Напряжение достигло апогея, кислота пота струилась по лбу, скапливалась в глазах, безжалостно разъедая их, но я нечего не чувствовал. Вся моя напряженная сущность сосредоточилась на красных линиях, обвивающих шеи приговоренных. Горе тем, кто идет против правителя, говорилось в приговоре. Беда тому, кто заходит за красную линию.
Короткий, профессиональный взмах, – и первая голова упала на ковер, за этим следуют еще два сверкающих выпада, – и тот же результат. Словно разрезанные арбузы, головы гулко падают на восточные узоры, напитывая ковры кровавой мякотью. Их прополощут в реке, думаю я машинально. Обмякшие тела извергают из себя остатки жизни, но не это заботит меня. В ноздри бьет едкий запах. Смерть пахнет аммиаком и ржавым металлом. Кровь повсюду, а что с одеждой? Незаметно осматриваю себя и не замечаю ничего вокруг, не слышу рева ликующей удовлетворенной зрелищем толпы. Стук собственного сердца перекрывает шум и становится самым оглушительным звуком во Вселенной, угрожая моему существованию.

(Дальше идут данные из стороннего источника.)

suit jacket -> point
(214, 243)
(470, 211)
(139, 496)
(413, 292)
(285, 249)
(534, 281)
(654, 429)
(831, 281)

Каждый получил свое: жертвы – быструю смерть, я – чистую одежду, толпа – потеху. Тела вместе с коврами засунули в холщовые мешки и уволокли, а головы насадили на колья. Неделю они будут вялиться на солнцепеке в назидание законопослушным горожанам. В день казни нет торговли, но уже завтра здесь развернется базар с бойкими торговцами, ароматами пряностей и диковинных фруктов, выкриками торгующихся за медную монету и суетой. До следующей казни. Так было, есть и так будет, пока существует мир.